Chapter 9: Lifetime mortgages: product disclosure
Notes provided by the CMI to assist the calculation of life expectations required under MCOB 9.4.6R(5)
The FSA’s Conduct of Business sourcebook for mortgages (MCOB) came into force on 31 October 2004. Amongst other things, this sets out, in Chapter 9, the rules relating to product disclosure for lifetime mortgages (also known as equity release schemes), including benefit illustrations.
We are receiving a number of requests for information regarding the mortality tables to be used in these illustrations for estimating the term of lifetime mortgages. This basis is described in Section 9.4.10 of MCOB. In particular, this refers to:
"PMA92(C=2010) and PFA92(C=2010) for males and females respectively,…"
These tables can be derived from the information in CMI Report 17, by applying the projection factors described in Section 6 to the PMA92Base and PFA92Base mortality rates set out in Appendix A5. (Tables projected to calendar year 2020 are given in Appendix A10, which can be used as a check on the method of calculation.)
The PMA92(C=2010) and PFA92(C=2010) tables were not published directly in CMI Report 17, but were published in a volume entitled "Standard Tables of Mortality: The "92" Series". This volume can be purchased from the eShop of the actuarial profession.
As a courtesy, the PMA92(C=2010) and PFA92(C=2010) tables are provided here as Excel spreadsheets, for free download.
This spreadsheet contains, for each age and sex, the mortality rates from the relevant table together with the CMI’s calculation of the complete expectation of life from that table. The CMI accepts no responsibility for the use of these tables and cannot enter into correspondence about them.
The users of this information should be aware that considerable uncertainty exists in any forecast of future mortality. At the moment it is not possible to quantify this uncertainty. The FSA has chosen to specify the above mortality tables for the purposes of MCOB 9.4. The CMI and the actuarial profession give no advice about the suitability of these tables for that or any other purpose. These tables are not the most up-to-date issued by the CMI for use by actuaries and, for example, do not take account of the latest research on the cohort effect.
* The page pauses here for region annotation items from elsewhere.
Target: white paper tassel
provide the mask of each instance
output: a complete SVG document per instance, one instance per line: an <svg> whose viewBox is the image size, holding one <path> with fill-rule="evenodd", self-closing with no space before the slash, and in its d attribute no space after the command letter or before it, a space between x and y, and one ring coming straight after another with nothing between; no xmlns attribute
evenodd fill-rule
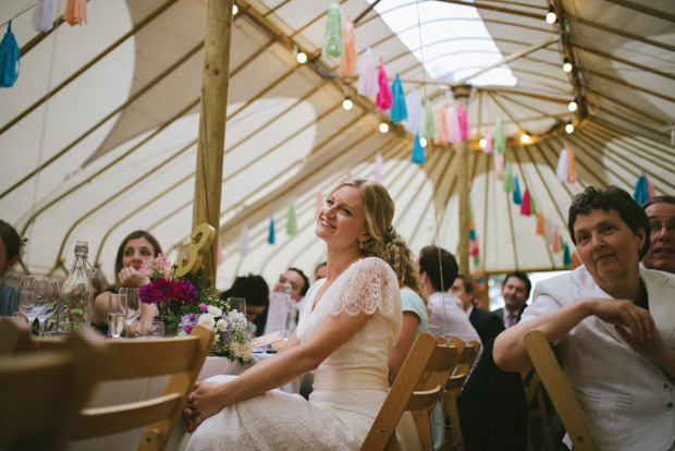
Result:
<svg viewBox="0 0 675 451"><path fill-rule="evenodd" d="M51 0L37 0L33 12L33 28L36 32L49 32L52 28Z"/></svg>

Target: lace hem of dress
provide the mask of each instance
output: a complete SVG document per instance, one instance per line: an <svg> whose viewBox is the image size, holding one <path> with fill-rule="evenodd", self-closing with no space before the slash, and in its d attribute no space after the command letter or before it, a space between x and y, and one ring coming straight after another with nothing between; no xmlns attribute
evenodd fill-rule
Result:
<svg viewBox="0 0 675 451"><path fill-rule="evenodd" d="M384 316L392 315L393 290L398 290L398 282L389 265L379 258L367 258L353 266L345 290L330 314L338 316L345 312L349 316L361 313L373 315L379 309Z"/></svg>

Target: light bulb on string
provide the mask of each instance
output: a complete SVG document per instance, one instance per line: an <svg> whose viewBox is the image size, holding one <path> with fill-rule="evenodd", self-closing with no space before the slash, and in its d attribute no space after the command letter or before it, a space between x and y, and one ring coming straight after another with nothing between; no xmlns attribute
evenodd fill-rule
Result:
<svg viewBox="0 0 675 451"><path fill-rule="evenodd" d="M555 10L553 9L553 5L550 5L549 12L547 13L547 23L553 25L556 20L557 16L555 15Z"/></svg>

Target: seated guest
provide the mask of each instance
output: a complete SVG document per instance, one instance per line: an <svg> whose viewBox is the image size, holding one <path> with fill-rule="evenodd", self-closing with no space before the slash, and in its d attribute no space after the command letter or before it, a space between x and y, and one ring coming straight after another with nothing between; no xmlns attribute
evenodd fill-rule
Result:
<svg viewBox="0 0 675 451"><path fill-rule="evenodd" d="M457 275L455 283L450 288L450 294L462 301L464 312L469 318L469 322L480 336L480 341L488 343L504 330L502 318L493 313L486 312L474 306L476 291L471 279L464 275Z"/></svg>
<svg viewBox="0 0 675 451"><path fill-rule="evenodd" d="M510 328L520 320L523 310L527 306L530 297L532 284L525 272L515 271L506 275L502 284L502 296L504 296L504 308L492 312L504 321L504 327Z"/></svg>
<svg viewBox="0 0 675 451"><path fill-rule="evenodd" d="M494 361L530 369L523 337L540 330L601 449L672 449L675 276L639 267L649 219L625 191L589 186L573 198L567 226L584 266L537 284L520 322L496 338Z"/></svg>
<svg viewBox="0 0 675 451"><path fill-rule="evenodd" d="M115 258L115 285L100 292L94 298L94 310L91 314L91 326L99 333L108 333L108 297L110 293L116 293L122 287L140 288L150 280L140 273L143 261L147 257L157 257L162 252L159 243L148 232L136 230L122 240L118 248ZM140 317L138 320L152 320L157 315L154 305L143 304ZM130 331L133 333L133 327Z"/></svg>
<svg viewBox="0 0 675 451"><path fill-rule="evenodd" d="M21 252L21 236L8 222L0 219L0 316L12 316L15 305L16 289L4 282L4 278L14 270Z"/></svg>
<svg viewBox="0 0 675 451"><path fill-rule="evenodd" d="M651 197L642 208L649 219L651 243L642 265L675 275L675 196Z"/></svg>

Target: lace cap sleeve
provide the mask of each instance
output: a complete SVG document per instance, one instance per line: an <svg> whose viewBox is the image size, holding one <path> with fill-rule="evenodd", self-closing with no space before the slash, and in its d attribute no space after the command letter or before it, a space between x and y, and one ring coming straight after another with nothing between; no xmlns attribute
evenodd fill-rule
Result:
<svg viewBox="0 0 675 451"><path fill-rule="evenodd" d="M332 316L338 316L343 312L349 316L357 316L361 313L372 315L378 309L384 316L394 313L398 281L386 263L376 257L364 258L352 265L343 276L347 278L347 281L340 293L339 302L330 312Z"/></svg>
It should also be borne in mind that mortality tables are, by their very nature, based on the average mortality experience of large populations. As such, they are extremely unlikely to predict the experience of an individual. Even if a mortality table turns out to be “correct” in aggregate, the resulting expectation of life will be too low for 50% (and too high for the other 50%) of all individuals.